Both told the tribunal stories which coincided with what was then the state of Ray Burke's evidence. Only when Burke was forced by the tribunal's investigations to "correct" his evidence, did these carefully constructed stories begin to fall apart. Last year, Joe McGowan swore that he had never made "a personal political donation" in his life. The basic story was that the builders held annual fundraising events for Burke with a target of £10,000 a year. One payment of £20,000 in 1977 was explained by Joe McGowan by a "spectacular win" on a horse at Cheltenham.
The story relied on the confident belief that the tribunal would not discover offshore payments of £50,000, £60,000 and £15,000 to Mr Burke between 1982 and 1985. At no point did Tom Brennan or Joe McGowan volunteer information which the tribunal did not already have. The operation of almost a dozen offshore companies was kept secret.
As Patricia Dillon for the tribunal put it to Joe McGowan last week, "you made a deliberate attempt to build Chinese walls to hide the fact that your offshore companies made payments to Mr Burke's offshore company". This information was withheld until March this year "when you realised that there was nothing further you could do to conceal it".
Joe McGowan's excuses were pitched at the level of an eight-year-old who hasn't handed up his school project. He "hadn't done my homework or research". It was all a "misunderstanding". He was "confused". He "had no recollection of these payments at the time".
The brazenness, however, was not irrational. Joe McGowan had a good reason to believe he would get away with it: he had done it before. In 1985, he had sworn in a High Court affidavit that he had not moved money out of the jurisdiction; that he did not have money in the Channel Islands; that he was not the owner of a company called Canio Ltd; and that he had not failed to disclose his beneficial interest in any company. All this was, as he finally admitted last week, "a tissue of lies". "When you are cornered, you lie," Patricia Dillon for the tribunal told him.

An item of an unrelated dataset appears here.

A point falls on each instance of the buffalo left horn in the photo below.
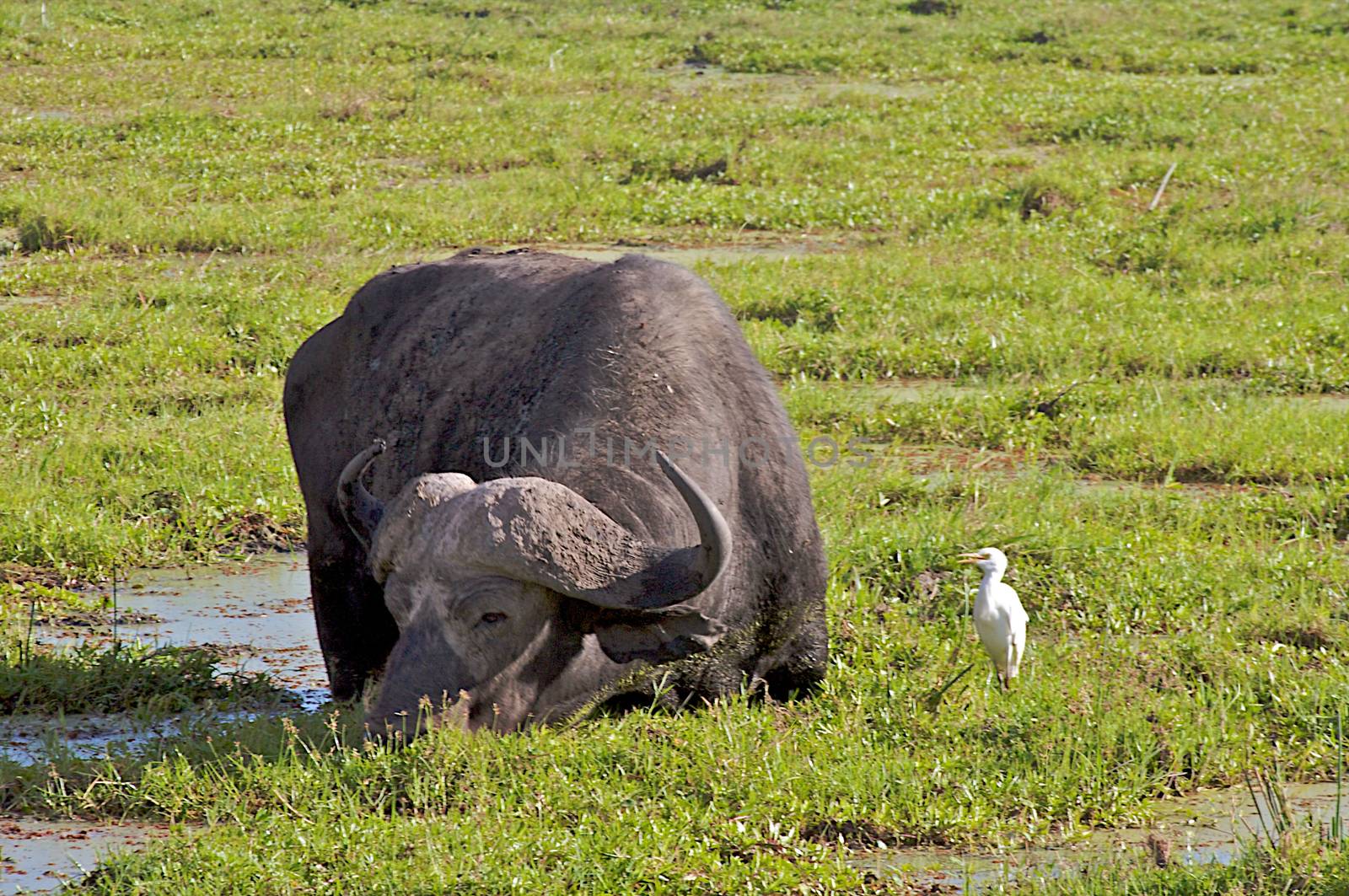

This week, however, there was also evidence that the fate of Liam Lawlor and the relentless exposure of Joe McGowan may be having an effect. Last December, the tribunal asked the former government press secretary P.J. Mara to disclose full details of all his banks accounts. In January, Mr Mara provided details of four accounts with AIB, three with a building society and a number of other bank accounts and credit card accounts.
Quite suddenly, last Friday, his lawyers wrote to the tribunal with details of two accounts held for a company called Pullman Ltd at the Royal Bank of Scotland in the Isle of Man.
The sudden improvement in P.J. Mara's memory may be merely coincidental, or it may be that with the help of Mr Justice Smyth in the High Court, the tribunal has discovered a remarkable cure for amnesia. As with most miracle cures, this one may need several doses to be administered before it is fully effective. But the prognosis is vastly better than it was even a year ago.